Resposta objetivamente fundamentada.
(5,0 Pontos)
Em outubro do corrente ano de 2018, o Promotor de Justiça com atribuição para a tutela coletiva do patrimônio público na cidade do Rio de Janeiro indeferiu de plano notícia anônima relativa à suposta prática de ato de improbidade administrativa por agente público estadual, ao fundamento de não ser constitucionalmente admissível a instauração de investigação sobre fatos noticiados anonimamente.
Ciente da decisão, o noticiante, ainda sem se identificar, recorreu ao Conselho Superior do Ministério Público do Estado do Rio de Janeiro.
Ao julgar o recurso, o Conselho Superior deu provimento à irresignação, ao argumento de que, conquanto anônima, a notícia estaria provida de elementos de prova ou de informação mínimos para o início de uma apuração, determinando, desse modo, a instauração de Inquérito Civil.
Ante a deliberação, o Conselho devolveu os autos ao órgão de execução que promoveu o
indeferimento.
Analise, fundamentadamente:
a) a admissibilidade de investigação civil pelo Ministério Público a partir de notícia anônima;
b) a possibilidade de, no caso narrado, o Conselho Superior do Ministério Público determinar a instauração de inquérito civil, devolvendo os autos ao mesmo órgão que promoveu o indeferimento;
c) a possibilidade de, no caso narrado, o Promotor de Justiça autor da promoção de indeferimento de plano se recusar a prosseguir oficiando nos autos.
Resposta objetivamente fundamentada.
(50 Pontos)
Com o objetivo de viabilizar e otimizar o acesso de crianças e adolescentes a uma escola situada em zona rural, determinado município do interior realiza procedimento licitatório para a contratação de serviços de terraplenagem e pavimentação da precária via vicinal que atende ao local onde está situado o estabelecimento escolar.
Adjudicado o objeto ao licitante vencedor, o município emite o cabível empenho e a execução do serviço é iniciada.
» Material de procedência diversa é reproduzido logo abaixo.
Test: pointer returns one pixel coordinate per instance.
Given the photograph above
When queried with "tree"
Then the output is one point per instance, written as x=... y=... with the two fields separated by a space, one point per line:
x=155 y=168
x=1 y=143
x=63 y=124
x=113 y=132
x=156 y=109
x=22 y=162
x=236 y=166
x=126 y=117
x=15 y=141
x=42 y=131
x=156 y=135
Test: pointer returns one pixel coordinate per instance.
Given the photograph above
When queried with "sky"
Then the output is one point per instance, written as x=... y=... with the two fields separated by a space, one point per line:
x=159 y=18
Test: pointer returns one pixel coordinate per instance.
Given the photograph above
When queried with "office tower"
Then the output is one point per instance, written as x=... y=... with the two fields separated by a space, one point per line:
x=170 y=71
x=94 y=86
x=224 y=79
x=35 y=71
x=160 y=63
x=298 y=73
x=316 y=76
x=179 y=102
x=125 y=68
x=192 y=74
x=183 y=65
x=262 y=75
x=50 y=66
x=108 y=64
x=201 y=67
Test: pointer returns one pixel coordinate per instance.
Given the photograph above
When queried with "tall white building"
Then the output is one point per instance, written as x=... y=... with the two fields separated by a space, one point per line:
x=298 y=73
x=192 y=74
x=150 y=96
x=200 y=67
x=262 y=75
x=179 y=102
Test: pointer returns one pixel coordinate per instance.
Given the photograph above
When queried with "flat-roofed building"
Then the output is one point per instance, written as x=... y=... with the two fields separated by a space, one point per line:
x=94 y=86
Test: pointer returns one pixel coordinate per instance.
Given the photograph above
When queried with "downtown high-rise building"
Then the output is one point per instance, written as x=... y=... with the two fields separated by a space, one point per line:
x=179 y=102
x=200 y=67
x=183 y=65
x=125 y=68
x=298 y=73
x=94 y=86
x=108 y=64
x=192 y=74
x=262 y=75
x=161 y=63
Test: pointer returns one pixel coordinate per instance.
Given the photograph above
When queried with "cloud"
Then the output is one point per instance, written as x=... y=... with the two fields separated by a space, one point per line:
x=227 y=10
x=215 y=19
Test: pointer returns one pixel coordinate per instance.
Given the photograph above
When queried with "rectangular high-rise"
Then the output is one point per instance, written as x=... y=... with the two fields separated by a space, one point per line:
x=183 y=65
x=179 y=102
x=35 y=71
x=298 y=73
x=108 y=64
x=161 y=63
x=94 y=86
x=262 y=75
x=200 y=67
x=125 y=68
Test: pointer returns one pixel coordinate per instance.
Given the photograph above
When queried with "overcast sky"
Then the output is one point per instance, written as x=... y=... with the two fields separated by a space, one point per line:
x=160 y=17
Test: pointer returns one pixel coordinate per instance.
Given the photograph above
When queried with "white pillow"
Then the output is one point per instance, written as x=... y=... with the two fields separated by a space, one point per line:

Examinando o relatório de execução orçamentária do município, o Promotor de Justiça constata que o ente público, no último bimestre do exercício financeiro, computava o cumprimento da aplicação de 25% de sua receita em manutenção e desenvolvimento do ensino, lá estando contabilizado, para esse fim, dentre outras despesas, o empenho antes referido.
Está correto o procedimento adotado pelo município? Analise os aspectos jurídicos relevantes para o deslinde da questão. Resposta objetivamente fundamentada.